Ogni Natale, quando Mamma, ho perso l’aereo ci riporta al Plaza Hotel e Kevin McCallister si scaglia contro i ladri, ci sentiamo un po’ più a casa. Ma dietro quella magia ci sono volti che oggi non possiamo più rivedere altrove se non su quello schermo, ed è giusto fermarsi un attimo a raccontarli. Con la morte di Tim Curry, l’ultimo dei tanti, si chiude un capitolo importantissimo della saga che rimane intramontabile.
Gli addii che hanno segnato il cast di Mamma ho perso l’aereo
Partiamo da chi ha reso indimenticabile il primo film. John Candy, il gigante buono che presta la sua roulotte a Kate per riportarla a casa nel ruolo di Gus Polinski, ci ha lasciato il 4 marzo 1994, a soli 43 anni, per un infarto durante le riprese di un altro film in Messico. Aveva accettato quella parte quasi per amicizia, gratis, regalando al pubblico una delle scene più calde della pellicola.
Accanto a lui, il vicino burbero ma dal cuore tenero, Roberts Blossom, se ne è andato nel 2011 a 87 anni: il suo Old Man Marley resta uno dei personaggi più teneri della storia del cinema di Natale. Il padre di Kevin, John Heard, ci ha lasciato nel 2017 a 71 anni, mentre Ralph Foody, il gangster di “Angeli con la faccia sporca” che urlava la celebre battuta sul resto, è morto nel 1999 per un tumore.

E poi c’è lei, Catherine O’Hara, la madre premurosa e disperata che tutti ricordiamo correre per gli aeroporti d’America. La sua scomparsa, avvenuta il 30 gennaio 2026 a 71 anni dopo una breve malattia, ha colpito profondamente i fan che l’avevano amata anche in Schitt’s Creek e Beetlejuice. Con lei si chiude un pezzo importante della storia di questo film, che purtroppo ha già perso moltissimi dei suoi volti più amati.
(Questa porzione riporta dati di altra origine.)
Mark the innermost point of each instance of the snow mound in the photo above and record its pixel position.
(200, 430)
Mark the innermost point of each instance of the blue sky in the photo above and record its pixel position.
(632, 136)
I volti minori che hanno reso vero il caos dell’aeroporto
Non sono solo i protagonisti a mancarci. Anche le comparse che animavano quella scena caotica all’aeroporto meritano un ricordo. Billie Bird, l’impiegata Irene alle prese con Kate, è morta nel 2002 a 94 anni, dopo una lunga battaglia con l’Alzheimer. Suo marito nel film, il testardo Ed, era interpretato da Bill Erwin, scomparso nel 2010 a 96 anni. E Clarke Devereux, il poliziotto della stazione, ci ha lasciato nel 2021 a 90 anni: piccoli ruoli che però hanno reso credibile ogni angolo di quel film. E ancora Brenda Ficker, la “signora dei piccioni” per Mamma, ho riperso l’aereo – Mi sono smarrito a New York.

L’ultimo, e forse il più doloroso perché ancora fresco, riguarda Tim Curry. L’attore britannico, che nel sequel newyorkese interpretava il concierge del Plaza con quella comicità diventata un cult, è morto il 25 agosto 2026 a 80 anni nella sua casa di Los Angeles. Da anni viveva su una sedia a rotelle a causa di un ictus avuto nel 2012, ma la sua energia sullo schermo resta intatta ogni volta che riguardiamo quelle scene.
Oggi questi film ci fanno fare pace con il tempo che passa. Ogni risata che quegli attori ci hanno regalato continua a vivere, e forse è proprio questo il modo più bello per continuare a ricordarli: non con la tristezza, ma con la gratitudine di chi ha reso più caldo ogni nostro Natale.